Le Premier ministre sensibilisé

Une réunion a eu lieu mardi 22 novembre entre les représentants des étudiants de la Faculté des hydrocarbures de Boumerdès et le ministre de tutelle. Au terme de cette rencontre, il a été déploré par les étudiants qu’aucune décision concrète n’a été prise par le ministre pour garantir un emploi à l’avenir, aux futurs diplômés.
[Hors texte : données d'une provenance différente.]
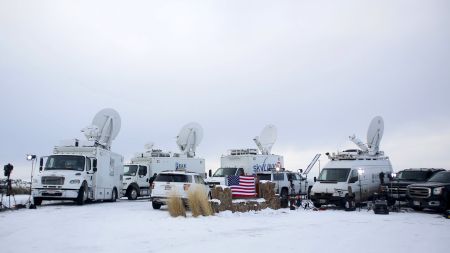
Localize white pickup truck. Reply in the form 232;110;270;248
256;171;313;207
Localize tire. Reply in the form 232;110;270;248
280;188;289;208
33;198;42;206
108;188;117;202
127;187;139;200
152;202;161;210
75;184;88;206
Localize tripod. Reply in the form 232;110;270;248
0;174;16;210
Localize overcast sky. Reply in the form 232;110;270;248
0;0;450;178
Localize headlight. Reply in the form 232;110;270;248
433;187;444;195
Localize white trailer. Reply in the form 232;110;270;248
311;117;393;207
32;109;123;205
206;125;284;187
122;123;205;200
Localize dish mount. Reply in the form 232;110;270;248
253;125;277;155
81;108;121;149
349;116;384;155
177;122;203;157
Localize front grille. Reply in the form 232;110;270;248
408;187;431;199
387;186;408;194
42;177;64;185
314;193;333;198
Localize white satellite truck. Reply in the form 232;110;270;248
311;116;392;207
31;109;123;205
122;122;205;200
205;125;284;188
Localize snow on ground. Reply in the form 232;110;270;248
0;200;450;253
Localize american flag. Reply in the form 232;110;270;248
228;176;256;198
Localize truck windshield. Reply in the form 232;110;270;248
44;155;86;171
318;168;350;182
155;174;192;183
256;174;272;181
397;171;432;181
123;165;137;176
428;171;450;183
213;168;237;177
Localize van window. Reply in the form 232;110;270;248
155;173;192;183
319;168;350;182
195;176;205;184
86;157;91;171
139;166;147;176
273;173;284;181
256;174;272;181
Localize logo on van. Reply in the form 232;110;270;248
175;163;186;170
253;163;276;173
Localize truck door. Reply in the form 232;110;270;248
137;165;149;196
86;157;94;198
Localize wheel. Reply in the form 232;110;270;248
127;187;138;200
281;188;289;208
108;188;117;202
75;184;88;205
152;202;161;209
33;198;42;206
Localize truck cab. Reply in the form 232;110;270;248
122;164;152;200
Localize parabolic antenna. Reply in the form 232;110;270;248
253;125;277;155
367;116;384;153
177;122;203;157
82;108;121;149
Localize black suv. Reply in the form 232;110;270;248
408;171;450;212
382;168;445;205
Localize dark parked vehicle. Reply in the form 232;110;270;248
408;171;450;212
382;168;445;205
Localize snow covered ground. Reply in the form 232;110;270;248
0;200;450;253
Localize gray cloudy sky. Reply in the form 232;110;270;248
0;0;450;177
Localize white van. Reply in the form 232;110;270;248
310;151;392;207
310;116;392;207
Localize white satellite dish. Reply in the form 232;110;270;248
367;116;384;154
144;142;155;151
177;122;203;157
81;108;121;149
253;125;277;155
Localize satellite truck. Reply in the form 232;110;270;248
31;109;123;205
122;122;205;200
205;125;284;188
310;116;392;207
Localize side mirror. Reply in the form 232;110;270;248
92;158;97;173
39;157;44;171
348;177;358;184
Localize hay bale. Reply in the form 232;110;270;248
188;187;214;217
167;191;186;217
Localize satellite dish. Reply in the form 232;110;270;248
367;116;384;154
177;122;203;157
144;142;154;151
253;125;277;155
81;108;121;149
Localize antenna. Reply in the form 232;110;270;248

Mais qu’il a toutefois promis de sensibiliser le Premier ministre et les ministères de l’Energie, de l’Intérieur et des Collectivités locales ainsi que celui de l’Emploi et de la Sécurité sociale pour établir des conventions de travail avec les Sociétés pétrolières. Les étudiants se disent conscients que ces promesses vont demeurer, avec le temps, lettres mortes, et que si le ministre ne leur donne pas une réponse écrite à leurs doléances, ils durciront le mouvement de grève, gèleront les cours et passeront probablement à une grève de faim.

Enfin, ce malaise quasi existentiel, qui n’est malheureusement pas confiné uniquement aux diplômés du secteur de l’énergie mais plutôt à toutes les spécialités universitaires, n’est pas en soi une fatalité. Il n’est certainement pas non plus une conséquence immuable. Il est le résultat d’un manque de vision, de projection, d'aptitudes, de volontés et de savoir-faire. Il reflète aussi, d’une part, l’inadéquation entre l’université et les besoins de l’économie nationale, ainsi qu’une maladresse d’un système usé et mal orienté vers le monde du travail, d’autre part.
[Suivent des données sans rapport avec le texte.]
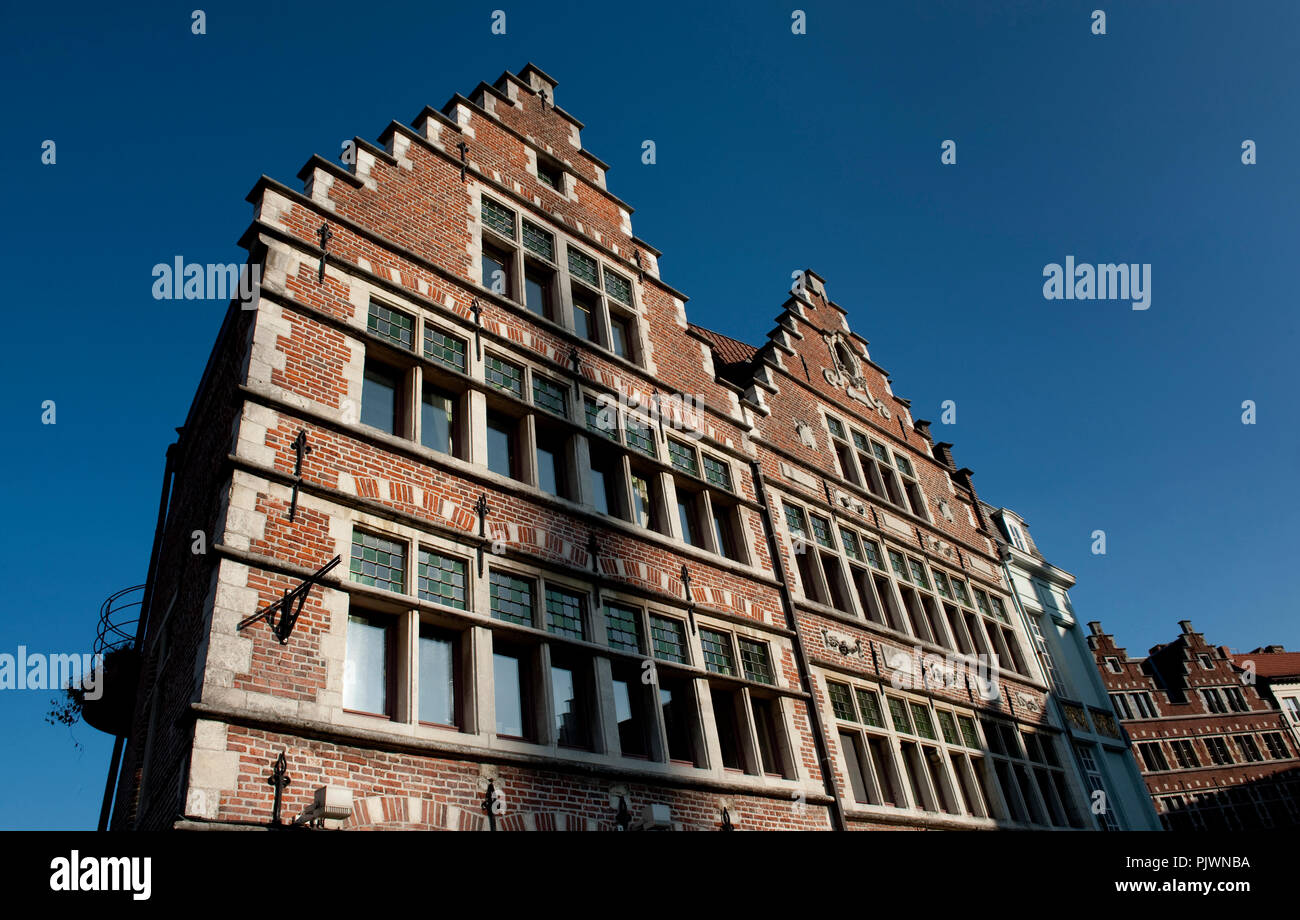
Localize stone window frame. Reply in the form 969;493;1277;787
475;187;647;368
816;671;1001;820
776;494;1028;677
576;389;757;567
356;295;482;461
976;713;1087;829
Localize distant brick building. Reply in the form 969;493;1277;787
1088;620;1300;830
98;65;1089;830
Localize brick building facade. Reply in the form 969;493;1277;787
1088;620;1300;830
104;65;1091;829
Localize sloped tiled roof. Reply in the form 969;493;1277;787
1232;652;1300;677
689;324;758;365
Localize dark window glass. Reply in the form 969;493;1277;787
610;316;632;357
491;651;529;738
488;412;519;478
524;268;553;318
343;613;389;716
361;359;402;434
537;433;563;495
420;383;456;454
546;587;586;639
484;355;524;399
605;604;642;652
710;687;745;769
482;196;515;239
614;677;650;758
420;626;456;725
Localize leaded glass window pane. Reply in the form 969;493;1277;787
569;246;601;288
826;681;858;722
623;416;658;457
605;269;632;307
533;374;568;417
935;709;962;745
650;615;686;664
605;604;642;654
424;324;465;373
482;195;515;239
351;530;406;594
524;220;555;262
957;716;979;747
809;515;835;550
415;550;465;611
365;300;415;351
736;637;774;684
909;703;937;741
484;355;524;399
784;504;807;537
703;454;732;491
858;689;885;728
887;696;914;734
582;396;619;441
546;587;584;639
699;629;736;677
668;438;699;476
488;570;533;626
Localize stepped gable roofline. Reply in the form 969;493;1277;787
686;322;761;365
1229;650;1300;677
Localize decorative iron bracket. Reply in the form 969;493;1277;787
235;556;343;646
316;224;334;285
289;429;312;521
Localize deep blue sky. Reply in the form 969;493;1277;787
0;0;1300;828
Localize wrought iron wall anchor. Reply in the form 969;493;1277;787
289;429;312;521
267;751;293;828
316;224;334;283
235;556;343;645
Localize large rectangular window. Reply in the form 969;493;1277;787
420;625;459;725
420;383;456;454
343;613;391;716
493;648;532;739
488;412;520;479
361;357;403;435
Au final, il faut reconnaitre aussi que le problème ne réside pas seulement - sans le scotomiser pour autant- dans l’économie algérienne qui n’a pas su optimiser les capacités et les compétences de ses jeunes. Mais il est urgent aussi de revoir et de redéfinir, en collaboration avec les organismes compétents, les spécialistes et les experts, la politique de l’enseignement supérieur, et à fortiori, celle de l’éducation nationale. Il faut penser à améliorer l’intégration des jeunes diplômés dans leurs métiers respectifs avant l’obtention de leurs diplômes, et cela peut se faire avec des stages de longue durée ou même avec l’intégration de l’entreprise au sein de l’université : inviter des professionnels à participer à la formation des jeunes, une symbiose qui offrira des résultats probants et encourageants pour les mutations socioéconomiques et culturelles de l’Algérie.